Pero por muchos problemas de polisemia que tuviera el título, nada que no se pudiera solucionar con un encabezamiento informativo que nos sacara de dudas. Pero, juzguen ustedes, esto es lo que rezaba:

La estrategia de recuperación de la credibilidad de los organismos debe tener como punto de partida una evaluación de su desempeño, con un compromiso firme asociado de transformación y reforma

¿No se sienten confundidos por esta frase? Si no es así los compadezco, esta escrita en la inequívocamente equívoca tradición del trabalenguas. Si no les confunde es que su empatía no funciona bien.[8] Es posible, sin embargo, que subyazca algún significado. Uno no empieza un texto sobre Instituciones económicas independientes, siguiendo con “la estrategia de recuperación de la credibilidad de los organismos”.
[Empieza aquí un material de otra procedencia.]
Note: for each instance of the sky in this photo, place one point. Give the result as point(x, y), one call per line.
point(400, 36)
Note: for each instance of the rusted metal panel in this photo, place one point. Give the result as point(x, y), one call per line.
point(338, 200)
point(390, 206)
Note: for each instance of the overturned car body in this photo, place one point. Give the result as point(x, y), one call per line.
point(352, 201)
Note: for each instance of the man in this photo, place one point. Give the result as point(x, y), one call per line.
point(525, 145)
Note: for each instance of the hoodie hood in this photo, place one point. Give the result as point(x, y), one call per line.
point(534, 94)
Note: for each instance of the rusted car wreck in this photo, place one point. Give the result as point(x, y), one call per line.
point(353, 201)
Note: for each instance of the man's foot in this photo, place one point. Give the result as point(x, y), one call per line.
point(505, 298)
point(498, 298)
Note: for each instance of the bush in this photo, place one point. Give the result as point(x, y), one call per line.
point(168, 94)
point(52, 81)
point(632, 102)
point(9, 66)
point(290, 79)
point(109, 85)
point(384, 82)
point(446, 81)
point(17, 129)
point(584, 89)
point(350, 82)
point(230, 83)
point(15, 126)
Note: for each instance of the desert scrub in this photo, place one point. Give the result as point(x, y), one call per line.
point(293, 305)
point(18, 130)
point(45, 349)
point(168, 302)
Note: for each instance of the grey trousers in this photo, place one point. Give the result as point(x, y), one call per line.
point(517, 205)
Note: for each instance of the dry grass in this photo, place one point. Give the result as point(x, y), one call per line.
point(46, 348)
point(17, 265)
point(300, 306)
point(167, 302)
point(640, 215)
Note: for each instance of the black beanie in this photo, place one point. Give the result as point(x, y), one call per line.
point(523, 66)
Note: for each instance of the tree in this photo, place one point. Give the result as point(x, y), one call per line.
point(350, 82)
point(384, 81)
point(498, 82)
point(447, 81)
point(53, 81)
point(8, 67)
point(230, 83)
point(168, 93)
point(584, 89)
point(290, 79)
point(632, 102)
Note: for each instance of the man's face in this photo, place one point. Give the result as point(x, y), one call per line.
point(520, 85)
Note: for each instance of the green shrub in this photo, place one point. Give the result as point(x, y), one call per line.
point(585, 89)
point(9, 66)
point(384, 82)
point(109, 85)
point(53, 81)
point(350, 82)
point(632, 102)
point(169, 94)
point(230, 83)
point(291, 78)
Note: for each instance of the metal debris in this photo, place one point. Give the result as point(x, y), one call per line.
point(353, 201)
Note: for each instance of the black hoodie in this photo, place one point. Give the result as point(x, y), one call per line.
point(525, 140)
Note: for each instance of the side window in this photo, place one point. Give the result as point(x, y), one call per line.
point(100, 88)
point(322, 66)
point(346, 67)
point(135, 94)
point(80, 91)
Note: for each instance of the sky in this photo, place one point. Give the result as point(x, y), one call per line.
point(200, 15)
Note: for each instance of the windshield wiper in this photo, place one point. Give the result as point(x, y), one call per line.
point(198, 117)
Inmediatamente notamos que sobran sílabas, hay cuatro palabras consecutivas de cuatro sílabas o más, a imitación de un título ya compuesto de tres palabras de cinco sílabas. Solo hay que leer el título, seguido de la primera frase en voz alta, para darse cuenta del tremendo berenjenal en que se mete nuestra lengua. Se puede pronunciar en voz alta sin errores, pero no sin muecas de molestia. Exactamente igual que un trabalenguas. No creo que un ensayo económico, para publicar en un periódico, se pueda permitir el lujo de empezar el texto con un doble trabalenguas. Es una decisión estilística arriesgada de narices, para cualquier tipo de texto. Hay que ser muy bueno para conseguir levantar el vuelo después de molestar al lector. Tienes que tener un muy buen motivo para atreverte, un chiste genial, una relación asombrosa con la realidad. Pero Instituciones económicas independientes no lo tiene. Y así desde el principio empieza con una tara insuperable que consigue alejar a cualquiera de la lectura. Dudo mucho que nadie, que no conociera de antes el nombre de Jose luís Escrivá, aparte del que suscribe, haya leído el resto del artículo tras el título y el encabezado. Es físicamente desagradable leerlo, es intelectualmente agotador sin ninguna necesidad. Comete otra torpeza además entre el título y encabezado. Hace una referencia a una palabra del título, como si este fuera parte del texto. Habla de los “organismos” sin especificar cuáles o qué tipo de organismos. Cree que el lector los relacionará con las “Instituciones” del título. Los títulos no forman parte del texto, nunca. Y por esa razón, las mismas palabras se pueden utilizar inmediatamente después del título. Uno puede llamar a su novela “Lolita” y encabezar su primer párrafo con la misma palabra, sin necesidad de dar explicaciones ni evitar cacofonías.[9] Lo que uno no hace es llamar a su novela Lolita y empezar en media res “Luz de mi vida, fuego de mis entrañas, pecado mío, alma mía” sin indicar de quién habla, como si fuera evidente. No lo es. El título no forma parte del texto, por mucho que vaya arriba en el artículo. Así que no debería haber problemas (bueno sí, pero de otro tipo) con “La estrategia de recuperación de la credibilidad de las instituciones”, aunque es más que probable que reduciendo a “La credibilidad de las instituciones” iba más que bien servido.[10]

 

¿Significa esto que el señor Escrivá no tiene nada que decir dada su terrible forma de expresarse (por escrito)? En realidad, sí parece que tenga algo que decir. Y es personal. Lo que por alguna razón no encaja para nada con el atribulado estilo con que nos regala la vista.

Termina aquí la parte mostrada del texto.